We aren’t there yet. There is no Customer Science lab hard at work, optimizing the way to foster customer-driven growth. The concept is nascent, little more than a label at the moment. However, it’s a label with potential, and perhaps even an idea whose time has come.
The iPhone was also an idea whose time had come. Apple did pull the existing technology together to address a saturated phone market with a unique and advanced approach. Perhaps, in time, Customer Science can do the same for business.
The interpretation of data is the next competitive battleground
We all know we have masses of data. The issue is not the collection of data but instead the interpretation of data that is the issue. Behavioral scientists can look at data and interpret customer behavior to see patterns. The Apples and the Googles of this world recognize that there are patterns within the data. They also know if they look at the data differently with more advanced thinking, they can uncover what the customer really wants. Most organizations do not have this capability.

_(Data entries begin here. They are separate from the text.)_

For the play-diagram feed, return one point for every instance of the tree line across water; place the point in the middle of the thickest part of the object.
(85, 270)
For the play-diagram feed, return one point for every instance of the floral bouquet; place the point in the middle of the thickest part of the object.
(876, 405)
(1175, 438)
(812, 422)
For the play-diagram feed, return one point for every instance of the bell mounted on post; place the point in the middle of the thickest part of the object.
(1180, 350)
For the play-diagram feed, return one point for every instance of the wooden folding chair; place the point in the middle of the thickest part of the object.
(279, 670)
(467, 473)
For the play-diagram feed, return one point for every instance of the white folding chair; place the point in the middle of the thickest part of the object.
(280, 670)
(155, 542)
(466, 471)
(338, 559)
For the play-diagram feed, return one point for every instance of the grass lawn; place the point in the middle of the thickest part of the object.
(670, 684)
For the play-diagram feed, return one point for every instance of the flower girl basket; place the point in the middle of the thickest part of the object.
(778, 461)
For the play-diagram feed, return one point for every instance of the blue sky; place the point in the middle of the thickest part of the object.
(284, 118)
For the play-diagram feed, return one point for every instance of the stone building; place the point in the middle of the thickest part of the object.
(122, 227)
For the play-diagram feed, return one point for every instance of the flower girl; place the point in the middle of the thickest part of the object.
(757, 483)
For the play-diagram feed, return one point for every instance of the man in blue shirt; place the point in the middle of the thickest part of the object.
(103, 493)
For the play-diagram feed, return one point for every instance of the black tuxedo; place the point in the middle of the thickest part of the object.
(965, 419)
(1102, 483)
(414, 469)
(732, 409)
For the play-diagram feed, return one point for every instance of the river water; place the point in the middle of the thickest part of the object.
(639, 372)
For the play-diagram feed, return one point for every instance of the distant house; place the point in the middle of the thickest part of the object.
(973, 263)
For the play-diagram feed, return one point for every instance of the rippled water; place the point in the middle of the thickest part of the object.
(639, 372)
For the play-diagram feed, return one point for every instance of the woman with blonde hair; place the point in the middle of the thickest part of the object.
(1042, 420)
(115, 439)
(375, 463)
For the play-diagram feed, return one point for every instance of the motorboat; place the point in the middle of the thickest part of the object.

The evidence of this opinion lies in the company’s segmentation. Data enables improved segmentation. When you look at people’s psychological attributes, like their personality characteristics, lifestyle, interests, and social classes, you can infer something about their behavior. However, few organizations do this. Most segment their customers into large, medium, and small, or other such basic segmentation, which isn’t nearly enough differentiation, and certainly doesn’t include any rigor or explanation.
When you look at people’s psychological attributes, like their personality characteristics, lifestyle, interests, and social classes, you can infer something about their behavior. However, few organizations do this.
The opportunity is in science. Firms that have taken a scientific approach, as Amazon does with their data. Amazon has developed theories about customers and tested them to see if they work. Google runs thousands of A/B Tests every year to see what works and what doesn’t. They collect data, develop theories, test the hypotheses, and then develop new ideas based on their findings.
I am baffled by companies that invest millions of dollars based on a hunch rather than research. Sure, you can invest in whatever you want; it’s your money. But even if you do succeed, it’s more luck than anything else—and one day, your luck is going to run out.
However, if you can predict what the customer wants by examining the data through a behavioral sciences lens, you can see what customers want. Moreover, you know what they want even when they might not know themselves.
Unfortunately, many firms don’t have the data to examine. If you count yourself among them, our Emotional Signature® Research determines what emotional engagement you have currently with your customers and how you could gain more. Moreover, it’s research, not a “hunch.”
Customer science is the future for growth analysis
It is also important to remember that the world is a messy place. With a non-scientific approach to business, which almost all companies take, it can be challenging to know whether your efforts were successful or not. Sure, there are outliers where a business makes a small adjustment to the process and ends up with 300% growth, or, to the contrary, a 50% loss in sales. However, it’s more likely that sales and the Net Promoter Score (NPS)® go up by five percent, but your competition also went up or down a little bit, or the market got more competitive or any other host of influences. With a non-scientific approach, it is difficult to know what change affected sales the most.
I am hopeful that if business embraces the idea of Customer Science, it will result in much more fundamental changes in the approaches that people take to managing Customer Experiences, as well as cultural differences about how we make decisions and evaluate success. Perhaps most importantly, it gives you the rigor and to identify and measure whether what you are doing is creating customer-driven growth—so you can keep doing it for more.